Single GPU (1x GB200)¶
Model: Qwen/Qwen3-VL-30B-A3B-Instruct, dataset: lmarena-ai/VisionArena-Chat (3000 prompts, 300 warmup), max_model_len=32768.
| Backend | Mean latency improvement | P99 latency improvement |
|---|---|---|
| FLASH_ATTN | +11.8% (5.13→4.52ms) | +31.6% (9.16→6.26ms) |
| FLASHINFER | +19.6% (5.42→4.36ms) | +40.3% (10.87→6.49ms) |
To reproduce:
vllm bench mm-processor \
--model Qwen/Qwen3-VL-30B-A3B-Instruct \
--dataset-name hf --dataset-path lmarena-ai/VisionArena-Chat \
--num-prompts 3000 --num-warmups 300 \
--max-model-len 32768 --seed 42 \
--mm-encoder-attn-backend FLASH_ATTN \
--compilation-config '{"cudagraph_mm_encoder": true, "encoder_cudagraph_token_budgets": [512, 1024, 1536, 2048, 2560, 3072, 3584, 4096, 4864], "encoder_cudagraph_max_vision_items_per_batch": 8}'
Multi-GPU (4x GB200, TP=4, DP=4)¶
Model: Qwen/Qwen3-VL-32B-Instruct, dataset: random-mm (1000 prompts, 200 warmup, 20 images/request at 336x336), max_model_len=8192.

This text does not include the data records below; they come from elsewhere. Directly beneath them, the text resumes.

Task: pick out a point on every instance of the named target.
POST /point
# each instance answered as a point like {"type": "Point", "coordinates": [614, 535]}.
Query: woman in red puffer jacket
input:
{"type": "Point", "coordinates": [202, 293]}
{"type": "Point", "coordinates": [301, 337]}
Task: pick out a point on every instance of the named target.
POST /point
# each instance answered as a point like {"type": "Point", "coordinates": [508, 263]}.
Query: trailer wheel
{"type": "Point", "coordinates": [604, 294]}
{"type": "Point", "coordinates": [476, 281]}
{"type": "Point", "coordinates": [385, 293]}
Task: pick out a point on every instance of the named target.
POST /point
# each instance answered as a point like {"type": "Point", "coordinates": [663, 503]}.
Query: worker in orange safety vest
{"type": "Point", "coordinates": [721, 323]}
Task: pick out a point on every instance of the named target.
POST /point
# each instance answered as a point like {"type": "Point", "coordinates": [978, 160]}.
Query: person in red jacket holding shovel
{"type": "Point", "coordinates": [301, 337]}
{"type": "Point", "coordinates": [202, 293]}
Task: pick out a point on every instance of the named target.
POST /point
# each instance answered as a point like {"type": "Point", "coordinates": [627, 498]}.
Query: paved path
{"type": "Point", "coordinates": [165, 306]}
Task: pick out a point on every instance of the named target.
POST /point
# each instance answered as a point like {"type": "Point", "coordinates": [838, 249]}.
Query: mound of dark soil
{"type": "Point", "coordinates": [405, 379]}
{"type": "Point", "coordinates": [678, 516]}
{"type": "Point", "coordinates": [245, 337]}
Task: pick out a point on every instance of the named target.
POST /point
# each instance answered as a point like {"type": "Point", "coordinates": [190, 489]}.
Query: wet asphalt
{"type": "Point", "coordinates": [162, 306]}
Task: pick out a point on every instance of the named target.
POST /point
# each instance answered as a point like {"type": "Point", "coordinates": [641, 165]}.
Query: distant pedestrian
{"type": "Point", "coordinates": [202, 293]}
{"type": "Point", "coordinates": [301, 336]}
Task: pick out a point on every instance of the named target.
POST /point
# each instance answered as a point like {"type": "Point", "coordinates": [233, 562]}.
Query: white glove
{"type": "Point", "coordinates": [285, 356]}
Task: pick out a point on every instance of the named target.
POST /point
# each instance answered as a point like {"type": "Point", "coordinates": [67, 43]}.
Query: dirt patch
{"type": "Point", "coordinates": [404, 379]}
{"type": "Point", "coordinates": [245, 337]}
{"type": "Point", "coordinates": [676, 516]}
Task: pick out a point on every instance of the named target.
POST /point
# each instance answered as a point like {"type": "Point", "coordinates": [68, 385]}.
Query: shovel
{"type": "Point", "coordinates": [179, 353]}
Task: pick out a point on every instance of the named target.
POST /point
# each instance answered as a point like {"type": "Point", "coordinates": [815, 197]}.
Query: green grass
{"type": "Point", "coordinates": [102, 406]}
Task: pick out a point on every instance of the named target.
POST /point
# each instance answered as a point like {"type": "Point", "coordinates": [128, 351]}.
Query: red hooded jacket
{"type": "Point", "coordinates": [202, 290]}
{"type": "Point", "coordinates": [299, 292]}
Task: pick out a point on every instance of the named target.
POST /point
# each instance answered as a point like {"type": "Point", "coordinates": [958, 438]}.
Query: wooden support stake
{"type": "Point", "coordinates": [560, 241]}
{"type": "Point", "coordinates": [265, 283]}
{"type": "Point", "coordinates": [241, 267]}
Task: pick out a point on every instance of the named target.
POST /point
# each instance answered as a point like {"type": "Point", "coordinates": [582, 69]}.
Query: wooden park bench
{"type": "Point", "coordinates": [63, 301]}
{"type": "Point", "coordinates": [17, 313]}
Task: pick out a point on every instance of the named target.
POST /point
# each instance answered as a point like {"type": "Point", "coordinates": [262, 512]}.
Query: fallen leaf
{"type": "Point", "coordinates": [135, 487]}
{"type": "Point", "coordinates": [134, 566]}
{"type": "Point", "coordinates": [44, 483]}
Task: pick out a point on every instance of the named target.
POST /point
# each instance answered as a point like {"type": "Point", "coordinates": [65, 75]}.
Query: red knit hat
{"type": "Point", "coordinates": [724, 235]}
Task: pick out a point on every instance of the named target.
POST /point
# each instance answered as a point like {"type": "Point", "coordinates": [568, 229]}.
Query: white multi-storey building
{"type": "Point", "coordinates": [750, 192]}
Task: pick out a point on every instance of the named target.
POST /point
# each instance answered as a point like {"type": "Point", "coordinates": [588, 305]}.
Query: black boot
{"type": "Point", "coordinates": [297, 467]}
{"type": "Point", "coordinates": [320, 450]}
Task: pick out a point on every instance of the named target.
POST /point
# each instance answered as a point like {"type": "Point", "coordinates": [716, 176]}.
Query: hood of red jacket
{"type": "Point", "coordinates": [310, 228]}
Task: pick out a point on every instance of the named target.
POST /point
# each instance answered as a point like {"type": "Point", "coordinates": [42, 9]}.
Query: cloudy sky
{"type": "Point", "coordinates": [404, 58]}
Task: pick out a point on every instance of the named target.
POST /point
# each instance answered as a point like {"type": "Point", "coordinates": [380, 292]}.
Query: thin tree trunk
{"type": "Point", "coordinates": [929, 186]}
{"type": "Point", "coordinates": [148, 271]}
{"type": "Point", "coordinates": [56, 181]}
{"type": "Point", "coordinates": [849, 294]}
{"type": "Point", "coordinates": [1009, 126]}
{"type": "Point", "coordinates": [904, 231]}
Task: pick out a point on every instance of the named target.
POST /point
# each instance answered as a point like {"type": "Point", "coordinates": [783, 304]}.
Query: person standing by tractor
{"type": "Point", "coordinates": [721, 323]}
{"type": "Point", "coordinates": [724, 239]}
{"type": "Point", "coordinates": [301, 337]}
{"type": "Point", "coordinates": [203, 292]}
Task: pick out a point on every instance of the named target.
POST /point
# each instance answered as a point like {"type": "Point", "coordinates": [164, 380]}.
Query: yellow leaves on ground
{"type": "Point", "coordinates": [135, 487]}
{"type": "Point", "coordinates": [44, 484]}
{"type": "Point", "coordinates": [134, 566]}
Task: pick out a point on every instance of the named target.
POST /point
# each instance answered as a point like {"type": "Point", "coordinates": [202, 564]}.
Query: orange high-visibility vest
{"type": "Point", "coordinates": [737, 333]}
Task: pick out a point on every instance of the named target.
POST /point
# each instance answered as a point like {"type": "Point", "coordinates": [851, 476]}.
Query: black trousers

| Backend | Mean latency improvement | P99 latency improvement |
|---|---|---|
| FLASH_ATTN | +18.4% (28.39→23.16ms) | +14.0% (238.78→205.28ms) |
| FLASHINFER | +44.4% (23.24→12.91ms) | +84.9% (172.41→26.05ms) |
To reproduce:
vllm bench mm-processor \
--model Qwen/Qwen3-VL-32B-Instruct \
--dataset-name random-mm \
--random-mm-base-items-per-request 20 \
--random-mm-num-mm-items-range-ratio 0.0 \
--random-mm-bucket-config '{"(336,336,1)": 1.0}' \
--num-prompts 1000 --num-warmups 200 \
--max-model-len 8192 --seed 42 \
--mm-encoder-attn-backend FLASHINFER \
--tensor-parallel-size 4 --mm-encoder-tp-mode data \
--compilation-config '{"cudagraph_mm_encoder": true, "encoder_cudagraph_token_budgets": [512, 1024, 1536, 2048, 2560, 3072, 3584, 4096, 4864], "encoder_cudagraph_max_vision_items_per_batch": 8}'
Note
Find more details about benchmarks on GPUs (A100) for video inference at #38061.